A new film made without Hollywood backing asks one pointed question: why are Jews afraid to be Jewish?

Mike Huckabee, Nataly Dadon, Rabbi Friedman, Yosef Yitzchak Brauman
Mike Huckabee, Nataly Dadon, Rabbi Friedman, Yosef Yitzchak Brauman (Photo: i24News)

Against a backdrop of surging antisemitism, and days after two Jewish men wearing kippot were stabbed in an attack that shook communities worldwide, a new documentary is making the rounds online with an unambiguous message: enough apologizing.

"Not Afraid," a 45-minute film now available on YouTube, brings together prominent Jewish and pro-Israel voices to tackle what its creators describe as one of the defining crises of this moment: the fear many Jews feel about openly expressing their identity.

The film is presented in English and Hebrew and was made as a non-profit initiative, intended as an advocacy and identity-strengthening tool for Jews and supporters of Israel everywhere.

What makes the project unusual is its origin. "Not Afraid" was not produced by an established filmmaker or major studio. It was initiated by Rami Ricardo Cielak, a Mexican-Jewish entrepreneur based in Mexico City with no prior background in cinema, who decided the Jewish world could not wait for someone else to tell its story.

"Not Afraid was not started by a filmmaker," Cielak said. "It started with one idea, one conviction, and a refusal to wait for permission. The answer to antisemitism is not better explanations, but a people that stops being afraid to be who they are."
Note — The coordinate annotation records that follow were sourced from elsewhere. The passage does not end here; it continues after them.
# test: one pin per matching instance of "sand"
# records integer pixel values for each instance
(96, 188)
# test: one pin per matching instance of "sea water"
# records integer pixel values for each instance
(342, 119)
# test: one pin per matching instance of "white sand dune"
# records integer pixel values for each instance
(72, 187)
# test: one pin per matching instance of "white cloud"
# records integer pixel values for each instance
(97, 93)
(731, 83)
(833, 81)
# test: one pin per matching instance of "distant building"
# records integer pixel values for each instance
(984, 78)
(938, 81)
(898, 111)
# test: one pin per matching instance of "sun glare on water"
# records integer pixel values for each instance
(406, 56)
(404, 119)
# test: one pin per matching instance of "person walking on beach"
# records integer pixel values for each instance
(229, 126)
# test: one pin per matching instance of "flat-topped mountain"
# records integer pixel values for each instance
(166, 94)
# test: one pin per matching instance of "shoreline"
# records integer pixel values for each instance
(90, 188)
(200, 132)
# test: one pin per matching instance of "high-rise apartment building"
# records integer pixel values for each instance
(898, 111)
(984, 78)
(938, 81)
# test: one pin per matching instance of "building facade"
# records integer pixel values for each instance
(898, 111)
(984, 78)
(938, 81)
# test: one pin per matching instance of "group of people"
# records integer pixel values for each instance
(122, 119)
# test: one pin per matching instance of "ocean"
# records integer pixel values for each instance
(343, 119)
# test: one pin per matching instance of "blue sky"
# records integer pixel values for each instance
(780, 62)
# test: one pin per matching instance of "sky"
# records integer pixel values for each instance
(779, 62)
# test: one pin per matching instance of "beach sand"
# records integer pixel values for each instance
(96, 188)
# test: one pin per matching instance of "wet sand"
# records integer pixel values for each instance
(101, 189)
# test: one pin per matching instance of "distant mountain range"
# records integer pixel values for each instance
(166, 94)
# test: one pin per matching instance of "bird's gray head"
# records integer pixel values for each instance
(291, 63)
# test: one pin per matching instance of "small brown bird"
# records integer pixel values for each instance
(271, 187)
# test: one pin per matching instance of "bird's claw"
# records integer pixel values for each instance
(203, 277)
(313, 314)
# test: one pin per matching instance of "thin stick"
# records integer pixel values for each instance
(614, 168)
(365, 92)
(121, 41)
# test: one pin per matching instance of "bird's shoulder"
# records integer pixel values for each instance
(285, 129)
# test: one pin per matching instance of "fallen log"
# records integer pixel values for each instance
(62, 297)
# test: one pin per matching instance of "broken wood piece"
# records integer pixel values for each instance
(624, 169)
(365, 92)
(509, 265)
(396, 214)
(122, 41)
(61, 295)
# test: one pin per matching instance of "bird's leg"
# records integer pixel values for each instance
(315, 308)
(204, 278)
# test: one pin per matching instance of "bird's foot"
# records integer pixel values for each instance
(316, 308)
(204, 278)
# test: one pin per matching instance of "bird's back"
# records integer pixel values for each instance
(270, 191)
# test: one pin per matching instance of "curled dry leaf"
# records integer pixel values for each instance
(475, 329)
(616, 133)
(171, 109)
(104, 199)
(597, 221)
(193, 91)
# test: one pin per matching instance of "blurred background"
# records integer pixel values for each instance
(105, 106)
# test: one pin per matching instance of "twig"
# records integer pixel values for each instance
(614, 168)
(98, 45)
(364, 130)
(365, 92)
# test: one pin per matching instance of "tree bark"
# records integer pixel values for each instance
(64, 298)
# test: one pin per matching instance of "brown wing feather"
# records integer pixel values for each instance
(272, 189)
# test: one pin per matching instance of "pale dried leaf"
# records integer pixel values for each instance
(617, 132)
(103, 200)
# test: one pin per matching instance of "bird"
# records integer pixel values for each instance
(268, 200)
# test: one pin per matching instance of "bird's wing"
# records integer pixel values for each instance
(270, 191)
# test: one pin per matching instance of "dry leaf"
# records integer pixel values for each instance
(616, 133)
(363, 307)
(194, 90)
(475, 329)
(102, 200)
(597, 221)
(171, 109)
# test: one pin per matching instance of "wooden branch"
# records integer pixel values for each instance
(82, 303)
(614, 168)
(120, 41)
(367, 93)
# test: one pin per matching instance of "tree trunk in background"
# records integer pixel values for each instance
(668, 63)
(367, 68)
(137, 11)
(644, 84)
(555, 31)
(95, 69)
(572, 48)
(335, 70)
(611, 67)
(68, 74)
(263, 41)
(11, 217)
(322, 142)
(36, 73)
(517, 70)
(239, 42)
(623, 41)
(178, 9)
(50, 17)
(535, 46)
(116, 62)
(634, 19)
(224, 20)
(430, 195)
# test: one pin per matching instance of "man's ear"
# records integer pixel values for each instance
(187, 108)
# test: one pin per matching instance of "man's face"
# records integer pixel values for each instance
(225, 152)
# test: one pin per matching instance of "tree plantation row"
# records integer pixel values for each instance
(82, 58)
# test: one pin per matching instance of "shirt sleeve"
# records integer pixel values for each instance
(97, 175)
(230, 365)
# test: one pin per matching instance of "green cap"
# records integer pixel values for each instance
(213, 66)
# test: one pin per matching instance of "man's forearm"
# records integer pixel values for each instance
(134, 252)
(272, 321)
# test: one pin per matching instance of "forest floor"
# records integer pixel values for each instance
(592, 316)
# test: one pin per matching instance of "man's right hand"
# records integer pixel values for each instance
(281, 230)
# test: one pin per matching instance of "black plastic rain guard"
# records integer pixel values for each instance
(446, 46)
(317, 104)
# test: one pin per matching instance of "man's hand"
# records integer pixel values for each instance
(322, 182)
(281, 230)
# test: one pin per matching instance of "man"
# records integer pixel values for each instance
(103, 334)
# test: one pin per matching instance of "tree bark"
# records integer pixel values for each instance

Cielak, who is active in Mexico City's Jewish community, says he believes the connection between the Jewish people and the State of Israel should never have to be justified or apologized for. "My hope is that every Jew who watches this film stops being afraid, of the world, of his enemies, and most of all, of himself."

The film was directed and edited by Yosef Yitzchak Brauman, in what the production describes as an unusual collaboration between Jewish communities in Israel and Mexico. Participants include Mike Huckabee, Rabbi Manis Friedman, Moshe Feiglin, Natalie Dadon, Rudy Rochman, Ofir Dayan, and Lizzy Savetsky, among others.

Through personal interviews, archive footage, and stories from Jewish communities around the world, the documentary sets out to answer a single central question: how does a Jew stop being afraid of being a Jew?